This article needs additional citations for verification .(August 2016) |
Author | Andre Norton |
---|---|
Cover artist | Richard Powers |
Country | United States |
Language | English |
Series | Central Control |
Genre | Science fiction |
Published | 1953 (Harcourt, Brace & Company) |
Media type | Print (Hardback) |
Pages | 280 (Hardback edition) |
ISBN | 978-0152794262 |
OCLC | 586596 |
Star Rangers, also known as The Last Planet, is a science fiction novel by the American author Andre Norton. The novel was published on August 20, 1953, by Harcourt, Brace & Company. [1] This is one of Norton's Central Control books, which lay out the history of a galactic empire through events suggested by Norton's understanding of Terran history (see also Star Guard ).

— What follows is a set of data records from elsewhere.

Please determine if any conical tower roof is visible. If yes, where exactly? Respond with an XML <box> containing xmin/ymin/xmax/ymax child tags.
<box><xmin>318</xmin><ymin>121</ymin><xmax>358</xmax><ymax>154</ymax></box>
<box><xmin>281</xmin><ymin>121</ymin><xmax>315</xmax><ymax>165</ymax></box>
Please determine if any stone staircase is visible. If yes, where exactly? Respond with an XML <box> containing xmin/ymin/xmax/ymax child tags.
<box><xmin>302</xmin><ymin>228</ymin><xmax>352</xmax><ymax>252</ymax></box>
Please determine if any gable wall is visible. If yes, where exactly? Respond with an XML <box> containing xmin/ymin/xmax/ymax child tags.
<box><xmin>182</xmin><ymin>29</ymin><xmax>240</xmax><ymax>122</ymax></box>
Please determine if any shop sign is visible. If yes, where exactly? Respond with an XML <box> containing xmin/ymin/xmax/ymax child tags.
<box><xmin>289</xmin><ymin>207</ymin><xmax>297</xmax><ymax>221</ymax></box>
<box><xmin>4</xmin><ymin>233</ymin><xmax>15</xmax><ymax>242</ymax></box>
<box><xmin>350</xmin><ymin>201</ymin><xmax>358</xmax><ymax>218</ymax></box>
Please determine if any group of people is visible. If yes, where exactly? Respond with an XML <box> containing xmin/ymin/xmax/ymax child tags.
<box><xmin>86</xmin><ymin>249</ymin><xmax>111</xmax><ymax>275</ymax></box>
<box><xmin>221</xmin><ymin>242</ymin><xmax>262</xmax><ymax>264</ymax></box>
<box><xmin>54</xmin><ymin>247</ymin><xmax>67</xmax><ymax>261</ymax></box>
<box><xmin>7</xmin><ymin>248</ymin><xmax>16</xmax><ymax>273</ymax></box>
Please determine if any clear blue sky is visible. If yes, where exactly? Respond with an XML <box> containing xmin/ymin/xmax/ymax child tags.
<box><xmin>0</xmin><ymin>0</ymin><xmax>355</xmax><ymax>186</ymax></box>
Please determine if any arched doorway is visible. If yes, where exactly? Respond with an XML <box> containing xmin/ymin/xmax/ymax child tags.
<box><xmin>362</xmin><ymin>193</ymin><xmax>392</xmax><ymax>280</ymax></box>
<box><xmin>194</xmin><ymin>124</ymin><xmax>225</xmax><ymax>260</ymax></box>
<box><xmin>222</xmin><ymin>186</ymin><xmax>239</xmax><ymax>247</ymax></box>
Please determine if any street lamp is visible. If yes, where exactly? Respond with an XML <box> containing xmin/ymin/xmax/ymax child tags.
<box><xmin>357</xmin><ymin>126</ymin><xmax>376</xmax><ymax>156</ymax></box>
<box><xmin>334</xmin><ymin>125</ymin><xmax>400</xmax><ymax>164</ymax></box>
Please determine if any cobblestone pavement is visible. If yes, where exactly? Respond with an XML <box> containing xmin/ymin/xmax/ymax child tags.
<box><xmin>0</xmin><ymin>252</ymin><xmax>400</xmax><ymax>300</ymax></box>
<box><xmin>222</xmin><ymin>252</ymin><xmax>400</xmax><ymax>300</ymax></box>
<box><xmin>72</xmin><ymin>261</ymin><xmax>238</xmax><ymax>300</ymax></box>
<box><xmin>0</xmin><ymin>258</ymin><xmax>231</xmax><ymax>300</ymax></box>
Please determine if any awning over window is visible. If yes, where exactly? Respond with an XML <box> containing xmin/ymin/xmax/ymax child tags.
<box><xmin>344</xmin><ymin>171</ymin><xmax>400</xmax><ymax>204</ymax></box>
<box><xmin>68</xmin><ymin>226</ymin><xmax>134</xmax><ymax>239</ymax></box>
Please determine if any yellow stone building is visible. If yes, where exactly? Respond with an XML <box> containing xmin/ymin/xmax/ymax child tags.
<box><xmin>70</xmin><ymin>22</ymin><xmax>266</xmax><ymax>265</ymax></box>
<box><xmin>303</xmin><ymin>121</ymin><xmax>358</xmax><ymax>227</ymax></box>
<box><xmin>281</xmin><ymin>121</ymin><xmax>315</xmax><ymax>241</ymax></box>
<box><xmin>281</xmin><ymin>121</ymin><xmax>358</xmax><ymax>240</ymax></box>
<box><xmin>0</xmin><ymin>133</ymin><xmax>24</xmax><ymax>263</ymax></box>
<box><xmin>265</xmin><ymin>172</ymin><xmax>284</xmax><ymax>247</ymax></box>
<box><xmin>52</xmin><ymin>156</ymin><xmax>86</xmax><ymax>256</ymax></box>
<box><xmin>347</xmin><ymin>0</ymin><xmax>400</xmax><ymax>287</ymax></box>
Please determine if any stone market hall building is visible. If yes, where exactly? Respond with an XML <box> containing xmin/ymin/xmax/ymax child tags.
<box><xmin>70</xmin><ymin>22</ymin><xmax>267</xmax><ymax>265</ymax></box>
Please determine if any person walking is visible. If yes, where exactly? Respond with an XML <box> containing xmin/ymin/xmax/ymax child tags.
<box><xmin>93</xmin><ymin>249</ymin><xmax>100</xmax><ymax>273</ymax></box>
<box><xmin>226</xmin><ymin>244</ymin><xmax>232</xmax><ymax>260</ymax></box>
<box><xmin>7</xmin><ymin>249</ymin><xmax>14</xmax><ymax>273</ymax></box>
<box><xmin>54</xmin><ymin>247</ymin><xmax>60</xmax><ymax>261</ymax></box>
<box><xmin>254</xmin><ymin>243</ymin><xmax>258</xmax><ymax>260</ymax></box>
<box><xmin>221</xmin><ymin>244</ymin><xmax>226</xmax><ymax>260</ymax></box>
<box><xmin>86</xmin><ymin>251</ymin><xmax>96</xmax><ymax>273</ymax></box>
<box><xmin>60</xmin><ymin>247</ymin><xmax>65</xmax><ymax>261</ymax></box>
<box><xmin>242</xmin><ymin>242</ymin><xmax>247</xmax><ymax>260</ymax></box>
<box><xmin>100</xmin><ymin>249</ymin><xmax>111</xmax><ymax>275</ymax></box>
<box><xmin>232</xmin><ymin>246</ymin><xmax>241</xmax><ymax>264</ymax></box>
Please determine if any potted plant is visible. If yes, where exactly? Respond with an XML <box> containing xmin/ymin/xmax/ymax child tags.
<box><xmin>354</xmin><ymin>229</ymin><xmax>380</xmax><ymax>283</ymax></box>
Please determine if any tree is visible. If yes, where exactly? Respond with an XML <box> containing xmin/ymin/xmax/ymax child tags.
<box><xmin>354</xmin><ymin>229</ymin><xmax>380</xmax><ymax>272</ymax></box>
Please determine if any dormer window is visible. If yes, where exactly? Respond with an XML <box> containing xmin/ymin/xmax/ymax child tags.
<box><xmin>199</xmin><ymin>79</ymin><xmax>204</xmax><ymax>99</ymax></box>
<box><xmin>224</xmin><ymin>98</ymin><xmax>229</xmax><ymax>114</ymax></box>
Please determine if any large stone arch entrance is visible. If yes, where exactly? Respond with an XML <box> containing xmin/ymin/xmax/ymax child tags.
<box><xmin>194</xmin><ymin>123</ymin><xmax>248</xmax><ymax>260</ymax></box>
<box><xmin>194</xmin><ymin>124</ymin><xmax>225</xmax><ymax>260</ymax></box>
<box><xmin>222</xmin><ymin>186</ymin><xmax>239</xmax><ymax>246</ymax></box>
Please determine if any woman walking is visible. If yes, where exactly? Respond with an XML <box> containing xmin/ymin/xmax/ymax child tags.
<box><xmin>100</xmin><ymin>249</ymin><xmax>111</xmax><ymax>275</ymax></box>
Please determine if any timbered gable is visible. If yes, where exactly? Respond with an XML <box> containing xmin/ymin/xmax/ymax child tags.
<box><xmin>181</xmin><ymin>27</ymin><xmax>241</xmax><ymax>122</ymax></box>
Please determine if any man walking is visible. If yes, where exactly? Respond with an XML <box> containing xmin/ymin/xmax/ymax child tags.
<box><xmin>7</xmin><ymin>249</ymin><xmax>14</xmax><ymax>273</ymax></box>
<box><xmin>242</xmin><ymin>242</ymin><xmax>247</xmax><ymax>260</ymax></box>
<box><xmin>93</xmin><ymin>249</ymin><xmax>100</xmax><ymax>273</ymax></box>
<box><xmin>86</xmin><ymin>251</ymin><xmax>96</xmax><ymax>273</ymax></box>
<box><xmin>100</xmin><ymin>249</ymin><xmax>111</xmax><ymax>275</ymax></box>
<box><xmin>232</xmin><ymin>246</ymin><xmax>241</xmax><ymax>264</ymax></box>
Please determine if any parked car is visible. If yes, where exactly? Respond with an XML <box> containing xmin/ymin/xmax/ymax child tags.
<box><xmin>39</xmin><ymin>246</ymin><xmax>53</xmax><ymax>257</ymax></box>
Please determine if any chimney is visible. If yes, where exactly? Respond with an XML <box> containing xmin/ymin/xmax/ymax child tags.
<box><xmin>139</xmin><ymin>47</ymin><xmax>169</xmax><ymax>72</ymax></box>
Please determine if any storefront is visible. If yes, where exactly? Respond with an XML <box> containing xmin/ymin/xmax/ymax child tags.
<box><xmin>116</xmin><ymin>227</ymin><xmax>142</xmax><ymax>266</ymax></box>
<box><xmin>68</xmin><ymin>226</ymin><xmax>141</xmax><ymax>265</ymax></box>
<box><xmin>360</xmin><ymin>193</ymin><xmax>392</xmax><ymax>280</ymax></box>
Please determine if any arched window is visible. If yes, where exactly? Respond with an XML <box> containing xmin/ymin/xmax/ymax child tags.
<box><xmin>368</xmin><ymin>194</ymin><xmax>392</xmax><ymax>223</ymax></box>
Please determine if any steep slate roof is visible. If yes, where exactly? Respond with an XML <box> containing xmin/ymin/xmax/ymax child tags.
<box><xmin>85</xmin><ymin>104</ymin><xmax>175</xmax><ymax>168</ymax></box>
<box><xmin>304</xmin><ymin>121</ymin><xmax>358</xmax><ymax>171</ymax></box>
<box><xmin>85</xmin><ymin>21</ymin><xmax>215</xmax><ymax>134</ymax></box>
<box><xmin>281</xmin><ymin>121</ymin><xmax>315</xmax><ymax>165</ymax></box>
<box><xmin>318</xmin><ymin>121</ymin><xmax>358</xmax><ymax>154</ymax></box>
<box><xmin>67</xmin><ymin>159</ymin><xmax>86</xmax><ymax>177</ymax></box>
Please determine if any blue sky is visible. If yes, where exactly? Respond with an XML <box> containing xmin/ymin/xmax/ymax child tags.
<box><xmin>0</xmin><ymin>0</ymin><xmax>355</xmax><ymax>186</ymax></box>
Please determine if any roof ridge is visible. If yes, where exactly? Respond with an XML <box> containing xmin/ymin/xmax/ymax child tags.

The First Galactic Empire is disintegrating, and petty tyrants are creating their own fiefdoms. Near the Empire's edge, a Central Control agent seeks to rid himself of the Stellar Patrol, the last protector of law and order in the empire, by sending it out to locate lost stellar systems. Ships are sent to retrieve and align these systems under the benign rule of Central Control. The ship at the heart of the story is the Scout ship Starfire.
Living among the humans are several kinds of aliens. For example, there are the "Bemmies", whose name comes from BEM (short for Bug-Eyed Monster). The types of aliens in the story include the Zacathan, a reptilian people from the planet Zacan; the Trystian, a bird people, clad in feathers and very light and nimble; the Faltharian, who come from dusky Falthar and are sensitive to light; and the Ageratan, humanoids from Agerat who are the Romans of the First Galactic Empire. (The term "Ageratan" must be from a recently revised text; in editions published through the 1970s these people were Arcturians, humans from Arcturus Three.)
In the year AD 8054, the Stellar Patrol Scoutship Starfire has crashed in a desert on an Earth-like planet. The planet's atmosphere, gravity, and solar radiation are almost ideal for the Rangers and Patrolmen. On initial examination, there are no signs of civilization. After burying their dead, the survivors set up a camp in a forest beside a river.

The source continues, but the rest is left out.